İlk 1 Mayıs şiiri. Tarik 28 Ocak 1882. Yazan, Yaşar Nezihe Hanım. Sadece birkaç beyit.
Sa’yınla edersin de “tufeyli”leri zengin
Kalbinde niçin yok ona karşı yine bir kin?
Zenginlere pay verme, yazıktır emeğinden.
Azm et de esaret bağı kopsun bileğinden.
Sen boynunu kaldır ki onun boynu bükülsün.
Bir parça da evlatlarının çehresi gülsün.
1882 doğumlu. Kendisinden önce doğan iki kardeşi de ölünce, aile ona Yaşar adını vermiş ama kendisinden sonra doğan diğer iki kardeşi de ölmüştür.
Babası, merhametsiz bir adamdır. Annesi, Yaşar henüz altı yaşındayken ölür. Bundan sonra, Yaşar’a, babasının “teyze” dediği yaşlı bir kadın bakar. Teyze, ona oyalamak için Kerem ile Aslı, Tahir ile Zühre gibi aşk hikayeleri okur. Böylece Yaşar’da bir yazma aşkı doğar.
Babasının ilgisizliği nedeniyle, okula kendisi kaydolur. Babası okula başladığı için Yaşar’ı evden kovar. Yaşar da okula devam edebilmek için çalışmaya başlar. Fakat ancak bir yıl direnebilir. Tüm eğitimi bu kadardır.
İlk şiirlerini çeşitli dergilerde, takma adlarla yayınlar. “Hanımlara Mahsus Gazete”nin daimi yazarı olur. İçinde gazeller de olan 250 şiiri şarkı olarak bestelenir.

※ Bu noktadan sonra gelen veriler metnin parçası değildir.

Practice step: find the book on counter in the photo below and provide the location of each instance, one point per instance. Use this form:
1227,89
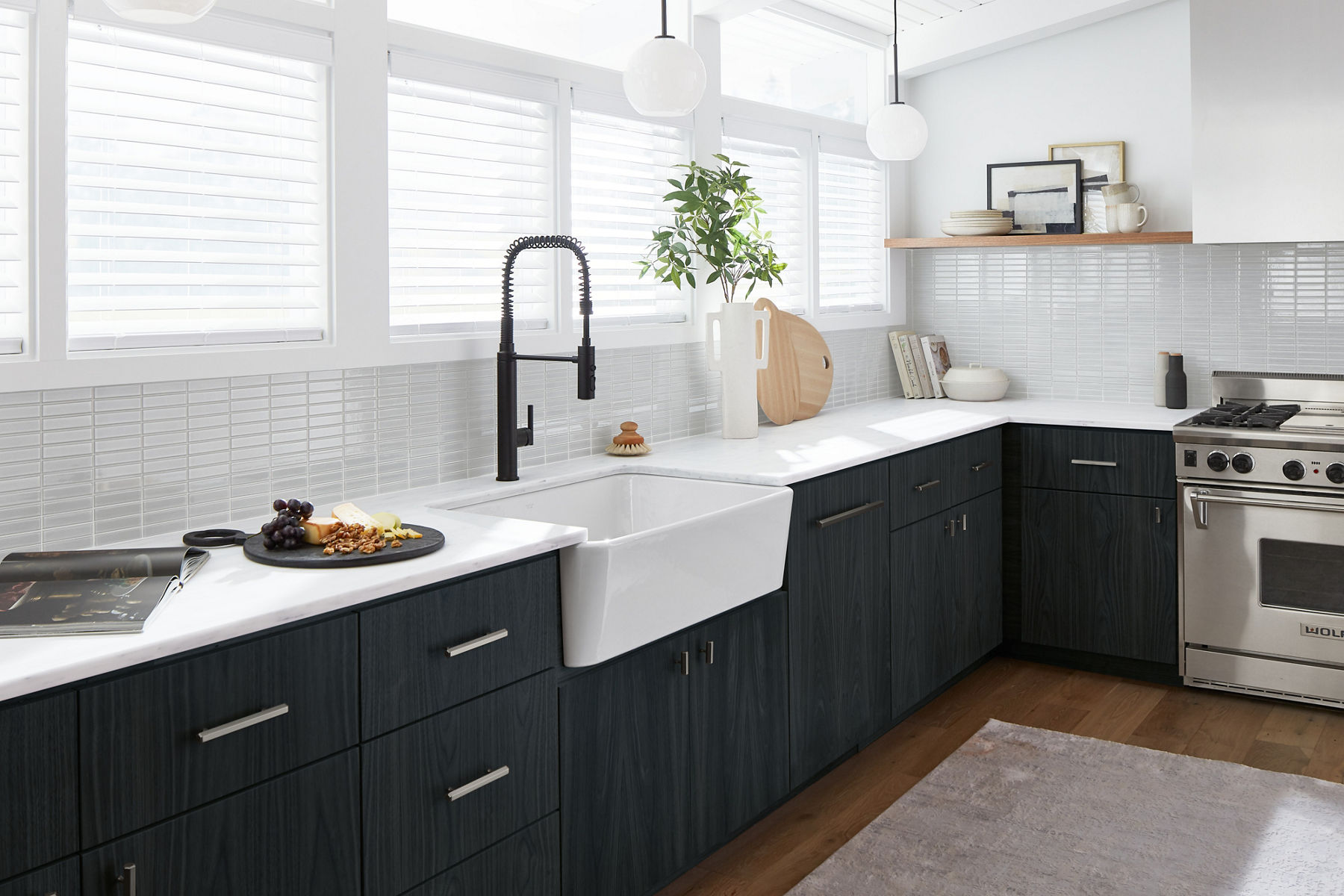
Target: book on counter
117,591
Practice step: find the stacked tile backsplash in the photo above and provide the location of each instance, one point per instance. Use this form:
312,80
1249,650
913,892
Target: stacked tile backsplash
1085,323
108,464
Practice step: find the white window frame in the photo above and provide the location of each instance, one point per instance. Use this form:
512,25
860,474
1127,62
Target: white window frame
358,335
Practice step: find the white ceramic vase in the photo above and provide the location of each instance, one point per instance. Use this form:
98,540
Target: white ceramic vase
737,363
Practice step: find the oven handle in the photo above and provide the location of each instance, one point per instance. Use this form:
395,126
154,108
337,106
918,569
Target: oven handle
1201,500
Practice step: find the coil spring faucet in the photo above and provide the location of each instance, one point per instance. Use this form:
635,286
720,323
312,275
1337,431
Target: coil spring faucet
510,435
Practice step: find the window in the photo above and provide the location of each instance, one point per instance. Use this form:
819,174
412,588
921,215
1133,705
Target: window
620,169
13,190
851,207
468,173
780,176
774,58
196,193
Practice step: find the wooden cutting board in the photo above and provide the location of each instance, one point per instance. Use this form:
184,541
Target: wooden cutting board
799,374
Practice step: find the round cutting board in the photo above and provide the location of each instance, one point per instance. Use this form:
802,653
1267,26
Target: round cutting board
311,556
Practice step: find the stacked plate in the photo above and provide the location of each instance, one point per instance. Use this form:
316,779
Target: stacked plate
977,222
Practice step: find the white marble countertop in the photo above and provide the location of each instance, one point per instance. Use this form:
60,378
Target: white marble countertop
233,597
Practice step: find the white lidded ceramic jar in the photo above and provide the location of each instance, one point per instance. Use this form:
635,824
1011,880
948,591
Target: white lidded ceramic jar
974,383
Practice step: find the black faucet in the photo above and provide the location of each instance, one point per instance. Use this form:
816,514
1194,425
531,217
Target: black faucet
508,435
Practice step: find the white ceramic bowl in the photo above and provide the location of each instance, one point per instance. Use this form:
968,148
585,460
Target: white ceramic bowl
974,383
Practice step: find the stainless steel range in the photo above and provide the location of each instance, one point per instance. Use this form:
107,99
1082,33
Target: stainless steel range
1261,481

Alman Prof. Dr. Martin Hartmann, “Yeni Türkiye’nin Şairleri” adlı antolojisinde Yaşar Nezihe’yi anlatır. Bizim edebiyat tarihçilerimizin ise o ana kadar, bir kadın şair olarak Yaşar Nezihe hakkında bilgileri yoktur.

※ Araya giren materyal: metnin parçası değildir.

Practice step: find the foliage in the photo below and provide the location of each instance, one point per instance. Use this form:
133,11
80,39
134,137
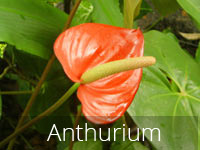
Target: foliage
162,100
166,7
103,13
198,54
169,94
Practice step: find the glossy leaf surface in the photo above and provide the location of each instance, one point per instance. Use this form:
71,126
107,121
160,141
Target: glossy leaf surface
85,46
159,104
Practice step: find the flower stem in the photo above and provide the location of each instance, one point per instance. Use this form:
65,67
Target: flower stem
43,77
118,66
15,92
42,115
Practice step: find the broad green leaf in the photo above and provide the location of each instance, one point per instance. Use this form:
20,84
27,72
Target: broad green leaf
2,49
29,65
156,96
87,145
131,10
83,13
53,88
107,12
192,7
144,9
165,7
128,145
31,26
198,54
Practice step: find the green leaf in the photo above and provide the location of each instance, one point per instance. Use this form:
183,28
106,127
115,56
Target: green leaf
145,8
197,57
107,12
165,7
87,145
53,88
0,106
83,13
192,7
157,97
131,10
128,145
31,26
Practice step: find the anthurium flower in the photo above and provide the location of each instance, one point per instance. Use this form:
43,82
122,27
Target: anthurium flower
86,46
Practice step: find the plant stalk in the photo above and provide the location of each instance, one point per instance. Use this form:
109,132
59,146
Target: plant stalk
15,92
78,116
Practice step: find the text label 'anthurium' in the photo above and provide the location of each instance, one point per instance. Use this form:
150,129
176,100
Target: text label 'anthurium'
84,47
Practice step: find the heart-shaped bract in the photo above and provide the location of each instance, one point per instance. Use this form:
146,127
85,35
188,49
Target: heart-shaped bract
85,46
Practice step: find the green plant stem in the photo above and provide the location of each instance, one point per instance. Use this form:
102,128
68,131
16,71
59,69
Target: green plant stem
42,115
32,98
124,122
78,116
43,77
154,24
15,92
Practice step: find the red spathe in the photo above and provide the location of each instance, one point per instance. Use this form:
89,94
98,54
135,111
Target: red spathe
87,45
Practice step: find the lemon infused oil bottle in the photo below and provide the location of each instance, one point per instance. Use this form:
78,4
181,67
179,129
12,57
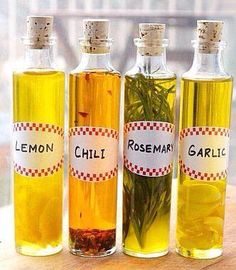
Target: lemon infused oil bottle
206,94
93,143
38,113
148,146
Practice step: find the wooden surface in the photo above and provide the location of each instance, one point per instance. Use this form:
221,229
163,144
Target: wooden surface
9,260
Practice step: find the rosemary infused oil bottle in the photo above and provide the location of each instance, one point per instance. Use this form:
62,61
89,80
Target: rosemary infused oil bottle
206,94
93,144
38,113
148,146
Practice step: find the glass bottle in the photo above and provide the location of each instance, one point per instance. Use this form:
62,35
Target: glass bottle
206,94
148,146
38,113
93,130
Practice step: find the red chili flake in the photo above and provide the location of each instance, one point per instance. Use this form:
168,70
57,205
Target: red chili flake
83,114
92,242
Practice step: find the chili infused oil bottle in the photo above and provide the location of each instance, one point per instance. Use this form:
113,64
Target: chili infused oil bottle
148,146
93,144
203,147
38,113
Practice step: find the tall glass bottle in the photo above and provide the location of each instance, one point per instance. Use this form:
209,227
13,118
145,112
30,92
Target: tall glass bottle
148,146
38,113
203,147
93,143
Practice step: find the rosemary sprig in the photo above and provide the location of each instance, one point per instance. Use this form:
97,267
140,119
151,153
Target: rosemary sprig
146,198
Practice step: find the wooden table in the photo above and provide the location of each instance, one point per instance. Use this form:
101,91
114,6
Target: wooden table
9,260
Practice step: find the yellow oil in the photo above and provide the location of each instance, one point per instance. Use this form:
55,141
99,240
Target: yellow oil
155,238
94,101
38,96
201,204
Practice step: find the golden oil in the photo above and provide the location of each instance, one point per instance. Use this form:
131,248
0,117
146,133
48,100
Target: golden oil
94,101
201,203
154,203
38,97
93,145
150,90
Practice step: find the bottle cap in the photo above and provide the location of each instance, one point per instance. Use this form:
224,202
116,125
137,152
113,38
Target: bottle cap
208,34
151,36
39,31
95,36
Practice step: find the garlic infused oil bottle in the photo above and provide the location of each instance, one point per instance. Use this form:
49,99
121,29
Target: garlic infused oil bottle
206,93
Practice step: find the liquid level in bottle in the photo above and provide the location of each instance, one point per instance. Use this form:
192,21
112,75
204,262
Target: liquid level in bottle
201,204
94,101
38,97
146,200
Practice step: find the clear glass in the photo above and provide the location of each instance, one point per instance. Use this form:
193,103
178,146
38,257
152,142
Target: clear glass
38,97
94,101
146,200
206,95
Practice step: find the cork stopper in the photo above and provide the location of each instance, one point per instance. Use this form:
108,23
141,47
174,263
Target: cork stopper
151,36
39,31
209,33
95,36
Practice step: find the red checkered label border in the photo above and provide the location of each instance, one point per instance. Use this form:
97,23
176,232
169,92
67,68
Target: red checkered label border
93,177
93,131
31,126
217,131
203,130
200,175
149,125
38,172
22,126
97,131
147,171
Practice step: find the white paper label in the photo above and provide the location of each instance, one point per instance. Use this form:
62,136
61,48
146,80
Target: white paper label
37,149
204,152
149,148
93,153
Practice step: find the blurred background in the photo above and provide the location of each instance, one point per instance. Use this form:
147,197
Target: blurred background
179,15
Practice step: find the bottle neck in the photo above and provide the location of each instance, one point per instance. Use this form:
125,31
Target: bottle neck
207,65
90,61
152,64
39,58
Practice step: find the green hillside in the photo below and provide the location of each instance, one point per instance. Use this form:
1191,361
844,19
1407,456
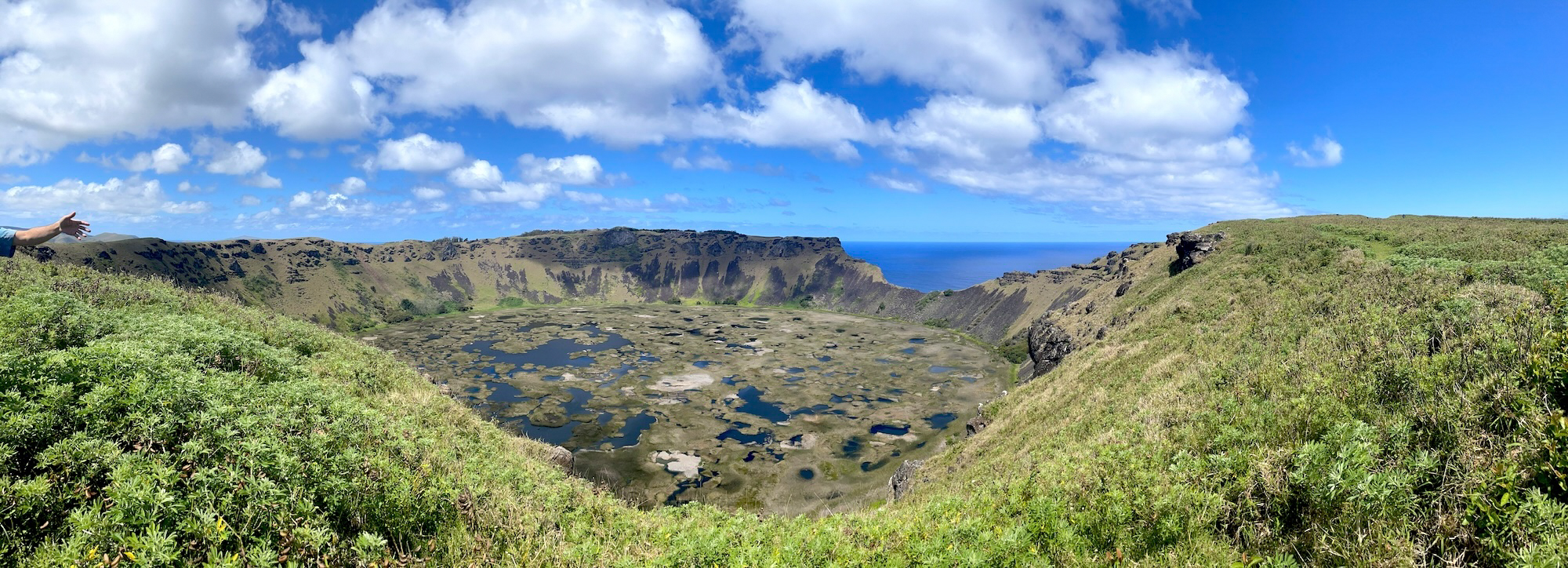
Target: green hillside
1318,391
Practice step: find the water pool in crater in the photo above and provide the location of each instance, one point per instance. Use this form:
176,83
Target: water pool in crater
830,395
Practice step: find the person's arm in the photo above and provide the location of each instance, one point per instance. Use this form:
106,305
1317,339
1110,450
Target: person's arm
38,236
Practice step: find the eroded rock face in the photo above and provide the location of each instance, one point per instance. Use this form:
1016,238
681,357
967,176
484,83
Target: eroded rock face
976,424
1048,344
1192,247
904,478
564,459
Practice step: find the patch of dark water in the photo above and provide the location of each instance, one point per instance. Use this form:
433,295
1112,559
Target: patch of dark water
763,437
550,435
703,476
631,432
942,420
758,407
852,448
808,410
553,354
764,454
891,431
504,393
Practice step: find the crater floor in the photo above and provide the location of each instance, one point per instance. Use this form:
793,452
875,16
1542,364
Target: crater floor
783,412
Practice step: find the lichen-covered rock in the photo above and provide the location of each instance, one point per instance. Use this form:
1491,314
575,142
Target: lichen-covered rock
976,424
904,478
1192,247
564,459
1048,344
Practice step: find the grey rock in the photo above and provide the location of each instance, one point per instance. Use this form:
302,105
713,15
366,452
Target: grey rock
976,424
1048,344
1192,249
564,459
904,478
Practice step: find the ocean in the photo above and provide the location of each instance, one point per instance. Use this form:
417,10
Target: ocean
932,268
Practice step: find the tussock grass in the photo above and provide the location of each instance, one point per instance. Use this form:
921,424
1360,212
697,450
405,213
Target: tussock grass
1319,391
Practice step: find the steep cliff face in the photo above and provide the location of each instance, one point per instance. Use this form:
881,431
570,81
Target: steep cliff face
352,286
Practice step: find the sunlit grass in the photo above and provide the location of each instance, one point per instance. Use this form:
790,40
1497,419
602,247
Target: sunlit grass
1321,391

Ayrılıkla neticelenen ilk evliliğinin ardından, Mühendis Fevzi Bey’le evlenir. Asıl hayatını bağladığı ve darbesi ile yıkıldığı bu ikinci eş ile beş buçuk yıl evli kalır. Eşi âşık olduğu birinin peşine takılarak eşini ve çocuklarını yüzüstü bırakıp gider. Sedad ve Suad açlıktan ölürler.

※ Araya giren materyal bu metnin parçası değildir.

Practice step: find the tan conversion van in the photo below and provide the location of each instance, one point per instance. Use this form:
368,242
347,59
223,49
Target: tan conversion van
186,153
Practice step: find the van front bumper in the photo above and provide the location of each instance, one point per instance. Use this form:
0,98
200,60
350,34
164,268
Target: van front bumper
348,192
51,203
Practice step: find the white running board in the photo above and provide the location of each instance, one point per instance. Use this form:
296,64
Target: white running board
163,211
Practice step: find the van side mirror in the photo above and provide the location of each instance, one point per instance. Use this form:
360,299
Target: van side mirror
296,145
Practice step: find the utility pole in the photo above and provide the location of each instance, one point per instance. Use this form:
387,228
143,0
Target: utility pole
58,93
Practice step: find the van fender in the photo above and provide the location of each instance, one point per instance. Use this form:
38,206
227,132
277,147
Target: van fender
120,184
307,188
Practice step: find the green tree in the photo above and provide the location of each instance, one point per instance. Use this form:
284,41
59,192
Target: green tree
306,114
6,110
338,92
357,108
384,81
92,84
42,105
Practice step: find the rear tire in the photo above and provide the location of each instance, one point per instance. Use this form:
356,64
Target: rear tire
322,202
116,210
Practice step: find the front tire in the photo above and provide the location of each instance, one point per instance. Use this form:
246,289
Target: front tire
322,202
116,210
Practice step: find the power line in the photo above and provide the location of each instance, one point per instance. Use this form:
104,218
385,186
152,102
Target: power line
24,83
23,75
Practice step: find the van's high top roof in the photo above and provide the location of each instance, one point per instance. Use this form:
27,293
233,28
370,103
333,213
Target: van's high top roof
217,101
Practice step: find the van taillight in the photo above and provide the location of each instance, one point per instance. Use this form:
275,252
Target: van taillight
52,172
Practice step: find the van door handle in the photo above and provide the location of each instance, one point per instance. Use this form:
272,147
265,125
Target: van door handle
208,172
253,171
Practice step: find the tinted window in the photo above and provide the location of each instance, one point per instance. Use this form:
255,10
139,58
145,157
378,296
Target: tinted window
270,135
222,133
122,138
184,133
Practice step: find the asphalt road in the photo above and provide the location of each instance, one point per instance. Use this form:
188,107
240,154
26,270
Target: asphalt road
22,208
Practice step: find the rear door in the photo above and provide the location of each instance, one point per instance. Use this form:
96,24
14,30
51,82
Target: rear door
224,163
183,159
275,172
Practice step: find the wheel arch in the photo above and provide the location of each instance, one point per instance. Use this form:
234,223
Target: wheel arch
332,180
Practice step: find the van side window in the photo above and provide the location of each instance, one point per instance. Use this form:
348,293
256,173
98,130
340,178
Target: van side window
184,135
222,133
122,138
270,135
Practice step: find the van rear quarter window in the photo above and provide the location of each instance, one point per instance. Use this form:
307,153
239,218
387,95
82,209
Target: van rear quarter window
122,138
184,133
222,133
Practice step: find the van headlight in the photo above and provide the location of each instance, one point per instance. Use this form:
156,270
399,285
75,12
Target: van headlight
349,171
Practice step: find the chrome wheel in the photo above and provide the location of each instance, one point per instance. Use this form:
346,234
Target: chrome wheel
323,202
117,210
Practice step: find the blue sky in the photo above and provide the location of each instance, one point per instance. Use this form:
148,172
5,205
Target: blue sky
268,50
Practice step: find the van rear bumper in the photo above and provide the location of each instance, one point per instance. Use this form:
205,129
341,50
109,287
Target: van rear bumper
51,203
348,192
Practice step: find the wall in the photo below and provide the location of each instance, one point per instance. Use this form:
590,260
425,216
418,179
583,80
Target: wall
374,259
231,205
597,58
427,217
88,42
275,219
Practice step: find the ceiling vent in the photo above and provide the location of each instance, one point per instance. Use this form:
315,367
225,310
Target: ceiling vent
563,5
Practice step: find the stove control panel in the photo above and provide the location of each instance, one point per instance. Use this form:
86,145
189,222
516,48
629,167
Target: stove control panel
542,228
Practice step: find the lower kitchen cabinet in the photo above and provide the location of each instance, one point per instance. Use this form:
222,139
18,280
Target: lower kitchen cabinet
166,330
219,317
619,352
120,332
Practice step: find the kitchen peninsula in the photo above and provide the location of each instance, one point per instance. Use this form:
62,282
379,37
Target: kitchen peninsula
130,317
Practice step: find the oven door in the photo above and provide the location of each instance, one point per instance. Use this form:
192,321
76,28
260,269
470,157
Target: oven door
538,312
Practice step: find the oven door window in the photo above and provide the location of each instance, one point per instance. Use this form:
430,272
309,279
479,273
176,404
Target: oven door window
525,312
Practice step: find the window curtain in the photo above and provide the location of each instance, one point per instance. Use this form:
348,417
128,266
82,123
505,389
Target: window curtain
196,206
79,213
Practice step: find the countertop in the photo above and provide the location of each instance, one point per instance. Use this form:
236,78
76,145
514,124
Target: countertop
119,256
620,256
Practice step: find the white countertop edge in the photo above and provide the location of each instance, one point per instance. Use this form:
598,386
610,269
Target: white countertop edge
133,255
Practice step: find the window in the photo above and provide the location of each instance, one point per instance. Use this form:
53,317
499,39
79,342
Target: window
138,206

Yusuf Niyazi isimli ilk nişanlısıyla evlense de bu evlilik sadece 50 gün sürer ama kırk yılı aşkın bir süre de mektuplaşırlar. Evliliklerden ağzı yanmıştır. Der ki;
“Zehirli güllere benzer bu zalim erkekler.
Zehirleriyle fenaya bizi sürüklerler.
Temas etmeyelim o zehirli güllere biz.
Fakat bu defa emin ol, fena zehirleniriz.”
“Kadınlar Dünyası” dergisinde yayınlanan bir makalesinde Anadolu kadınının sorunlarını işler. Sosyalist içerikli dört şiiri yazar ve komünizm suçlaması ile tutuklanır.
1923 yılında Mürettipler Cemiyeti ile gazete sahipleri arasında bir anlaşmazlık çıkar ve greve gidilir. Bu grev basın dünyasının ilk grevidir. Yaşar Nezihe, en öndedir. “Gazete Sahiplerine” isimli bir şiir yazar. Der ki;
“Onlardır eden zevkini, eğlenceni temin.
Onlar çalışır, etmek için hep seni zengin.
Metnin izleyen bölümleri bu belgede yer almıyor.